〖イケメン戦国〗新章 燃ゆる華恋の乱❀百華繚乱伝❀
第61章 狂華-kuruibana-《前編》❀伊達政宗❀
「美依様、ご苦労様です!」
「はい、もう終わりますよ!」
家臣の方が、下から私に笑いかける。
私は踏み台に登り、高い所にはたきを掛けながら、その家臣の方の声に笑って答えた。
長雨も止み、久しぶりに良い天気の今日。
それが絶好の機会と感じた私は、政宗の部屋の掃除に勤しんでいた。
畳だったり、目に付く所はいつも綺麗でも、高い場所だったりは小まめに掃除をしないために、ほこりが溜まりやすい。
だから、こんな時にでも綺麗にしなければ。
綺麗な部屋の方が、きっと政宗も喜ぶはず。
そう思って朝から始めた掃除も、もう佳境だ。
もう陽も落ちてきたし、そろそろ政宗が帰ってくる。
夕餉も支度したいし、そろそろ止めようかな。
そう思って、私は踏み台の上で腰に手を当てると、腰を反らすようにして伸ばした。
「そう言えば、美依様。踏み台に乗って大丈夫ですか?」
すると、家臣の方が少し心配そうに訪ねてきた。
私はふふっと笑うと、腰を伸ばしながら首だけ振り返る。
「大丈夫ですよ、なんでですか?」
「だって、今日女中から聞いたんですよ。
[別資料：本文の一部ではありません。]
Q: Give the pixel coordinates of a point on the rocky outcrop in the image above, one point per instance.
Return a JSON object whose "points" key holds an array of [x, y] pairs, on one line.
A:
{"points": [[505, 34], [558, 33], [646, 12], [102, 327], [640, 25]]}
美依様が……」
────その時だった。
家臣の方の話に聞き入っていた私は、不安定な足元には全く心を止めず。
思わず後ろに重心を掛けてしまった事で、その足場がぐらりと傾いた。
「あっ……!」
「……っっ、美依様……!」
気がついた時には、もう遅い。
崩れた足場、身体が宙に浮き……
『背中から落ちる』と直感した私は、咄嗟に手を付こうと、身体を横に捻った。
────どさぁぁぁぁっっっ!!
「いった……」
「美依様、大丈夫ですか?!」
「わ、ごめんなさいっ……!」
気がつけば、私は家臣の方を下敷きにして、思いっきり畳に倒れていた。
押し倒された家臣の方が、間近で苦笑いを浮かべる。
私もなんだか情けなくて、苦笑いを浮かべるしかなかった。
でも、下敷きになってくれたおかげで助かった……
そう安堵のため息を付いた瞬間。
音を立てて真横の襖が開き……
襖を開けた人物が、目を見開いて私と家臣の方を見下ろした。